DSpace at Princeton University is open for business!

DataSpace can now be used to store papers and data.  From the homepage:

"DataSpace is a digital repository meant for both archiving and publicly disseminating digital data which are the result of research, academic, or administrative work performed by members of the Princeton University community. DataSpace will promote awareness of the data and address concerns for ensuring the long-term availability of data in the repository."

There are papers from 2 groups or communities available so far: 

Civil and Environmental Engineering
Woodrow Wilson School of Public and International Affairs

There is a useful "About" page, and the "Help" page gives you the mechanics of running searches using the Jakarta Lucerne search engine, which bears lots of similarities to Google.

Contact:  Mark Ratliff, Digital Repository Architect, Phone: (609) 258-0228.

MIT Faculty votes for open access to scholarly articles

 MIT faculty votes for open access to their scholarly articles – 24 Mar 2009

The faculty at the Massachusetts Institute of Technology (MIT), US, has voted to make their scholarly articles available to the public for free and open access on the Web. The move is aimed at broadening access to MIT’s research and scholarship.

The new policy was approved unanimously at a recently held MIT faculty meeting and took immediate effect. Under the new policy, faculty authors give MIT nonexclusive permission to disseminate their journal articles for open access through DSpace, an open-source software platform developed by the MIT Libraries and Hewlett Packard. The policy gives MIT and its faculty the right to use and share the articles for any purpose other than to make a profit. Authors may opt out on a paper-by-paper basis.
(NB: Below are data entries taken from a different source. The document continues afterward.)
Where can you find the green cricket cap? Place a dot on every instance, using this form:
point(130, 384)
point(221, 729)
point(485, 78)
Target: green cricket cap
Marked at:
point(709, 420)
MIT’s DSpace repository contains the digital research materials of MIT faculty and researchers and allows them to be saved, searched and shared worldwide. MIT OpenCourseWare (OCW) was launched in 2001 with the goal of making all MIT course materials available, free of charge, to anyone over the World Wide Web. Since then, OCW has shared MIT course materials with more than 50 million visitors worldwide and inspired hundreds of other universities to do the same. The new open access resolution will now remove barriers to making all of MIT’s research openly available to the world.

A faculty committee will work with the MIT Libraries to oversee implementation and determine a workflow for adding articles to DSpace. Under the new open access model, potentially thousands of papers published by MIT faculty each year will be added to DSpace and made freely available on the web and accessible through search engines such as Google.

MIT’s policy claims to be the first faculty-driven, university-wide initiative of its kind in the US. While Harvard and Stanford universities have implemented open access mandates at some of their schools, MIT is the first to fully implement the policy university-wide as a result of a faculty vote. MIT’s resolution is built on similar language adopted by the Harvard Faculty of Arts & Sciences in 2008.

Click here

New Portuguese scientific OA repository launched

Portugal New Portuguese scientific OA repository launched19 Dec 2008

Portugal’s publicly-funded Repositório Científico de Acesso Aberto de Portugal (RCAAP) was recently launched at the 3rd Open Access conference that took place at University of Minho on December 15 – 16, 2008. RCAAP gathers content from 10 institutional repositories from across the country.

The new open access repository currently indexes more than 13091 documents from 10 repositories. The project is funded by the Knowledge Society Agency (UMIC) and will be technically maintained by the National Scientific Computations Foundation (FCCN).

The 10 repositories that are currently contributing to this main centralised repository are mainly university DSpace-based repositories or similar.

Approximately 10% are in English.  Topics appear to be mainly biomedical.